While some pushovers blindly serve the law, the folks at the Xperimental Theatre enforce a code of theatrical investigation.
Under inspection this weekend is “Red, Black and Ignorant.” The first of Edward Bond’s trilogy of war plays examines what one man’s life would have been if nuclear warfare had not incinerated him before birth.
But don’t be misled.
Director and graduate student Wade Hollingshaus said “Red, Black and Ignorant” might have more to say about the social systems that inevitably sustain war than the politics of war itself.
“I don’t want people to think that this is an anti-war play,” Hollingshaus said. “Bond is partially trying to say that until we begin to rethink the way that we think, then we’re just stuck perpetuating the mandates that we, for some reason, live by.”
In Bond’s play, being stuck means being tightly sewn into a societal fabric where strict laws of conduct are never questioned.
In one scene, a boy on the playground accidentally spits on the main character, Monster. Spitting is strictly forbidden on this playground.
Although the boys involved forgive and forget, a teacher learns of the incident and makes the two confront each other again. The confrontation inevitably leads to a fight.
Much in the same way that Bond’s script rethinks the social system in his play, Hollingshaus will be futzing with the way audiences experience the production itself.

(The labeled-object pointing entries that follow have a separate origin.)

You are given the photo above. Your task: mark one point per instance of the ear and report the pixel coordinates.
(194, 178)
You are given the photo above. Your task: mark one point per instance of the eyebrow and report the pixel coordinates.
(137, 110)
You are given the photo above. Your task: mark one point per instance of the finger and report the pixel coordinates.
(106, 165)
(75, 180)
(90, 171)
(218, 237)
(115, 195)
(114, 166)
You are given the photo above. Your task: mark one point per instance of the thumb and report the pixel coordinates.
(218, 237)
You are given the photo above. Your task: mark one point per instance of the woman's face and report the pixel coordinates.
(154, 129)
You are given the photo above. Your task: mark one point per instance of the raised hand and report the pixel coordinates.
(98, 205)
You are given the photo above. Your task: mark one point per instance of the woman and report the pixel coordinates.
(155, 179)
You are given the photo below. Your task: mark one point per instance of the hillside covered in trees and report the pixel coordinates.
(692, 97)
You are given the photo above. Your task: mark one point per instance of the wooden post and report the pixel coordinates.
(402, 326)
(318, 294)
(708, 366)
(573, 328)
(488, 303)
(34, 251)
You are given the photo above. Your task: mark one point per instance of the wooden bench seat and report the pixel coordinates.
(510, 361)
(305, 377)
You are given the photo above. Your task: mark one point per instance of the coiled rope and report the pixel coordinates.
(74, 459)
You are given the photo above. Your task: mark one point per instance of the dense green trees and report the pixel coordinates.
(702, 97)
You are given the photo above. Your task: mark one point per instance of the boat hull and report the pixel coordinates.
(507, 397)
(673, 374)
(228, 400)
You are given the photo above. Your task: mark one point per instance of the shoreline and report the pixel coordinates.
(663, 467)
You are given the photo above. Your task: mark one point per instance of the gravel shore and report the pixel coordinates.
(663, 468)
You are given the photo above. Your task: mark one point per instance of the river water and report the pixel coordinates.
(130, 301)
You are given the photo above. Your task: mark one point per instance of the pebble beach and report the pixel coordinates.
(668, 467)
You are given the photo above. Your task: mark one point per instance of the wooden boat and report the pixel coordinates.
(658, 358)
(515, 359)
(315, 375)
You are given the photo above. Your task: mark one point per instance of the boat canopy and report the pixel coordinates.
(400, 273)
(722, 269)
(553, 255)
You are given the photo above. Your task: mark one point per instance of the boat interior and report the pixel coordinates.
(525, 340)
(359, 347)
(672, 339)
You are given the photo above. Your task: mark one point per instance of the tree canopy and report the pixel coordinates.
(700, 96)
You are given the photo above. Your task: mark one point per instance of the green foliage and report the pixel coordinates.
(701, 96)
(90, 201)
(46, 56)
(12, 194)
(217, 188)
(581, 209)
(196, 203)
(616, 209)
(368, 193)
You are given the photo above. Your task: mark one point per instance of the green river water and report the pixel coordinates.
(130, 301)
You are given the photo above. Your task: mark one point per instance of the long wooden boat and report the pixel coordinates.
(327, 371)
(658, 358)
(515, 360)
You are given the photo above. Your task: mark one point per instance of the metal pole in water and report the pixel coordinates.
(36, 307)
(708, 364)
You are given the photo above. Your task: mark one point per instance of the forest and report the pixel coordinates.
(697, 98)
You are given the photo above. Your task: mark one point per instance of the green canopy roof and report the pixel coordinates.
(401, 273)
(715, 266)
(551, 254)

Drawing upon the ideas of playwright Bertolt Brecht, Hollingshaus said he wants to make the apparatus of the theatrical production visible.
“I always want the audience to have the sense that the characters are actors,” he said.
Although the actors will be in character, they are never fully in character, he said.
In “Red, Black and Ignorant,” there are no stage managers or lighting designers. The actors will do all the production elements themselves.
In addition, Hollingshaus, technically the director of the play, will also be acting in the production.
“I play a character in one part,” he said. “Other times, I kind of say some things (onstage) as a director. Even though I play the director, I am playing a character of the director. I am really trying to blur the line.”
Further blurring the line between reality and theater, is the heightened poetic verse in which Bond has chosen to write his play.
Disjointed, passive and bold in its similes, Bond’s narrative itself is like a firebrand poking the ears of its listeners.
“It’s certainly not beautiful verse. I mean it is, but it’s a horrifically beautiful verse,” Hollingshaus said. “It’s kind of stabbing.”
Passive viewer or active reader, the folks at the Xperimental Theatre are going to bully convention and challenge all law-abiding citizens to think twice.
“If you just live by the letter and don’t have consideration for the spirit of the law, then humanity is lost,” Hollingshaus said.